2022-03-01

2022年、日米の株価はどう動くのか?菅下清廣氏に聞く

菅下清廣・スガシタパートナーズ社長

「米国の株価は天井を迎えつつある。日米ともに選挙を控えた7月が相場の転機になる」と菅下氏。米FRBによる金利引き上げが控える中、日米の株価は下落トレンドが続く。今の米国の株価には、下落する3つの条件が重なっていると指摘。特に原油など資源エネルギーが高騰し、半導体不足などでインフレが加速する中でFRBが金利を引き上げ。日米の株価はどう動いていくのか─(2月23日発売号掲載)。

株価が40年上昇の米国、7年で腰折れした日本


 ─ 米FRB(連邦準備制度理事会)が金利引き上げに動くなど、金融環境が大きく変わりつつあります。その中で長期的視点で日米の株価の動きをどう見ていますか。

 菅下 1982年というのは日米の株価の「底」でした。ここから米国の株価は2022年まで40年、日本の株価は89年まで7年上がりました。そうして日経平均株価は89年12月29日、3万8915円の最高値を付けたのです。

 その後、日経平均は下落を続け、底入れしたのは09年3月10日です。ここが前年に起きたリーマンショックを織り込んだ「大底」となりました。

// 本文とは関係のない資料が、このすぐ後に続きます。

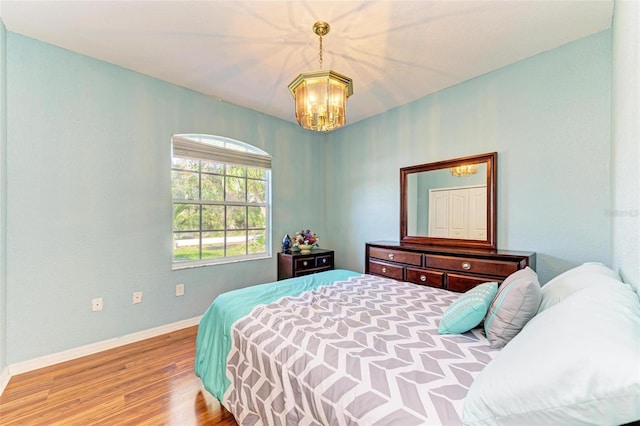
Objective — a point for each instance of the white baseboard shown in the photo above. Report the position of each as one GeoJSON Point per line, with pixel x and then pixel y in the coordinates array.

 相場の波動を見る時に、経済のファンダメンタルズ(経済の基礎的条件)では予測できません。それは過去の指標だからです。私は波動で未来を予測したいと考えているのです。

 ─ 菅下さんは、独自の手法で相場を予測しようと努めていますね。

 菅下 ええ。例えば相場の天井は「点」で、付けた後、瞬間的に終わり一気に下がります。一方で相場の底は「面」で、底入れするのに時間がかかります。どのくらいの時間がかかるかというと、大きな相場の後にはおおよそ2年半から3年です。

 遡れば、江戸時代中期の米相場、本間宗久という相場名人が出て以来、「大回り3年、小回り3カ月」という相場の格言があります。大回り、つまり天井を付けてから底入れするまでに3年かかり、小回り、つまり小さなサイクルは3カ月で終わるということです。この格言は今に至るまで変わっていません。

 ─ 実際に、相場の動きを表していると?

 菅下 そうです。例えば09年3月10日の底からは、12年11月13日まで足掛け3年で底入れしています。12年11月13日になぜ底入れしたかというと、当時の民主党の野田佳彦首相が、当時野党だった自民党の安倍晋三総裁の質問に答えて、解散総選挙を明言したからです。

 11月13日が株価の底で、翌日11月14日から上昇していきました。相場は総選挙があれば自民党が政権に復帰するであろうことを歓迎して上昇したのです。12月には選挙を経て第2次安倍政権が成立、経済政策「アベノミクス」がスタートしたわけです。

 この「アベノミクス相場」は18年10月に天井を付けました。相場の長期波動から見ると、この時点では安倍首相は首相の座にありましたが、時間軸で「7年」だったという点に着目する必要があります。